Reflections on Armistice Day

I’m just off the plane from France, where I combined the OpenStack Summit with a family vacation. As we landed, the American flight attendant explained to the plane that it was Veteran’s Day in the U.S., which means that we thank our veterans for their service. I was bitterly amused.

Why?

In Europe November 11th is Armistice Day. It celebrates the day peace was made at the end of the “War To End All Wars”–WWI. When I lived in the Pas de Calais, where most of it was fought, it was still living memory for old folks, a somber day of wearing black and visiting graves, and remembering the horrors of that time, and being thankful for peace. I found it horribly ironic that this woman, who clearly had no notion of the history of this particular date, felt she was positioned to teach half the plane about it.

In the north of France, there are monuments to WWI dead in every village square. Every one. There were over a quarter of million dead, 160,000 or more of them French, from the Battle of Verdun alone. Various WWI artifacts still turn up when people do their gardening. And then there are the crumbling concrete bunkers from WWII all along the coast. And shell craters, grassed in but still visible, of the same vintage. People with old barns will tell you whether this or that hole was from the War of ’40, the War of ’14, or the War of ’70. (That’s 1870, yet another time that Germany marched through the Low Countries and the north of France.) At a Sunday dinner one time, my hostess, a teen during WWII, with memories of running for the backyard bomb shelter and making it with seconds to spare, made some flippant, offhand remark about Petain. Her stepmother, also present, spoke up very sharply: “You don’t know what it was like then, in the teens! Petain did what he could to save France!” That’s not a view you’ll ever find in any history book, of course. But maybe it was the lesser of two evils; in the grand scheme of things, who’s to say? Reality rarely presents obviously right or wrong choices.

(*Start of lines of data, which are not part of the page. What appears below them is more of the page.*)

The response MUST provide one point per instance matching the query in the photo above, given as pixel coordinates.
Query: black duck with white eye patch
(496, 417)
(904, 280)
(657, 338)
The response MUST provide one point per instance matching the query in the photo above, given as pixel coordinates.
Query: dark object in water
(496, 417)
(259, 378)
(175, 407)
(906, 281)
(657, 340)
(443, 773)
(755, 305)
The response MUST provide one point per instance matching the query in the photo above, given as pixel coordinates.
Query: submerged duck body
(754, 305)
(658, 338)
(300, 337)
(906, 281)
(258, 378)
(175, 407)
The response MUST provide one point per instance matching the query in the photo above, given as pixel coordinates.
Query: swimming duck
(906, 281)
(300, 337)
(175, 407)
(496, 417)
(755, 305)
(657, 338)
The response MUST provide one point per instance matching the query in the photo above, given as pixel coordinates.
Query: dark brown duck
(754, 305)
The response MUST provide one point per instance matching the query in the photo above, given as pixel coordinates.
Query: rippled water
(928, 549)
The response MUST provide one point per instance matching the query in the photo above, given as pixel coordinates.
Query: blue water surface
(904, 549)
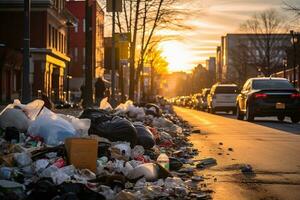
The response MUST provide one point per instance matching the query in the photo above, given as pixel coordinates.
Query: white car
(222, 97)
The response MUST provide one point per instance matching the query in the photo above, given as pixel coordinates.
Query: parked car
(262, 97)
(222, 97)
(203, 99)
(196, 101)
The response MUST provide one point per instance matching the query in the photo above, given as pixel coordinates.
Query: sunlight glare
(177, 56)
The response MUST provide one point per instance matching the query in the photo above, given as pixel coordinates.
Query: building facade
(242, 56)
(211, 67)
(77, 43)
(48, 47)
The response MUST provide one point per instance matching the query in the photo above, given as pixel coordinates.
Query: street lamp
(294, 41)
(284, 62)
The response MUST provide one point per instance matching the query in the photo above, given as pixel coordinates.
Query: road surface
(273, 153)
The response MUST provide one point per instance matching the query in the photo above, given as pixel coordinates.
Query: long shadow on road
(272, 122)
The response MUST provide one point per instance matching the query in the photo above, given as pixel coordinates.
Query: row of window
(75, 54)
(59, 5)
(56, 39)
(83, 26)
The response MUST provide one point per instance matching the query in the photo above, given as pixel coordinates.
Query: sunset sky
(211, 19)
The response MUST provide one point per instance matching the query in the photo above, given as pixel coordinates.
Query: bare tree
(266, 41)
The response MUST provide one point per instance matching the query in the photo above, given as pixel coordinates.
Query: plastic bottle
(163, 160)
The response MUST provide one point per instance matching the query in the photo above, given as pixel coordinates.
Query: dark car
(262, 97)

Interesting, isn’t it, that instead of focusing on peace, we in the US ritualistically focus on the warriors, instead? From many, it sounds rote–lip-service patriotism that’s easily tossed off by those who have no notion of what it means. It occurs to me that because it’s been so long since we’ve had war in our own backyards, we tend, as a nation, to be rather blithe about involving ourselves–and our young men and women–in others’.

I have several friends who have fought overseas in the last decade. A few have alluded to their private struggles to come to terms with their experiences–only in the broadest of terms, but along with the stories from my European friends and their families, of Vietnamese friends and theirs…they’re all remarkably similar. There are plenty of difficult, even ugly decisions made in tortured circumstances, perhaps many more than moments of heroism–survival situations have their own moral logic. Shaping a narrative that attempts to rationalize that logic when in a peaceful context involves all manner of mental contortions, and then more mental energy to maintain it…

After WWI they spoke of shellshock, but no one knew what to do about it, and so millions of ex-soldiers and civilians alike suffered quietly on their own, sometimes turning on themselves–suicide was exceedingly high–others on those around them. Today we have a different name, PTSD, and an official catalogue of symptoms, but do little more about it than we did 100 years ago. My friends who served are still finding their way, with varying success, mostly on their own. This, to me, is as much a tragedy as all the rest.